El jefe del MSM recalcó que “el responsable de lo que vaya a ocurrir con la aprobación del proyecto de Ley y de una posible confrontación entre bolivianos es el señor Evo Morales Ayma porque él fue quien promovió la contramarcha de cocaleros del Conisur, fue él quien recibió esta marcha y les ofreció modificaciones en la norma, fue él quien instruyó la elaboración del proyecto y está claro que es él quien ha tomado la determinación inconstitucional de construir la carretera con sobreprecio”.

Notas:

[1] El Órgano Ejecutivo, a través del Ministerio de Agua y Medio Ambiente y el Ministerio de Obras Pública son los encargados de llevar adelante el proceso. El Órgano Ejecutivo está obligado a brindar la información detallada de manera oportuna, a fin de garantizar que el proceso de consulta sea de buena fe, libre, informado, participativo y transparente. El Ejecutivo “adoptará las medidas eficaces, en consulta, coordinación y cooperación con los pueblos Mojeño-Trinitario, Chimane y Yuracaré, para combatir los prejuicios, eliminar la discriminación y promover la tolerancia, la comprensión y las buenas relaciones entre los pueblos indígenas, y entre ellos y todos los demás sectores de la sociedad”. El Órgano Electoral Plurinacional, a través del Servicio Intercultural de Fortalecimiento Democrático (SIFDE), será el encargado de la observación y acompañamiento de la Consulta Previa, debiéndosele informar sobre el cronograma y procedimiento establecido para la consulta con una anticipación de 30 días. El Estado Plurinacional invitará a las organizaciones internacionales, relacionadas con la temática de la consulta, en calidad de veedores internacionales.

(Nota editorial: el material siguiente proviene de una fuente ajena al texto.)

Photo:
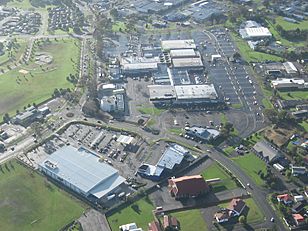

[2] Desde su inicio hasta su conclusión, el proceso deberá cumplir las etapas de preparación de la consulta; cronograma y protocolo de la consulta; acopio de la información pertinente; notificación previa; publicidad de la consulta; provisión de información pertinente; Instalación y desarrollo de la consulta; Resultados de la Consulta, Suscripción de actas de conclusiones y Notificación de las decisiones. Los acuerdos logrados, en materia legislativa o administrativa, serán ejecutados, inmediatamente después de la Consulta, por la Asamblea Legislativa Plurinacional y por el Órgano Ejecutivo, según corresponda.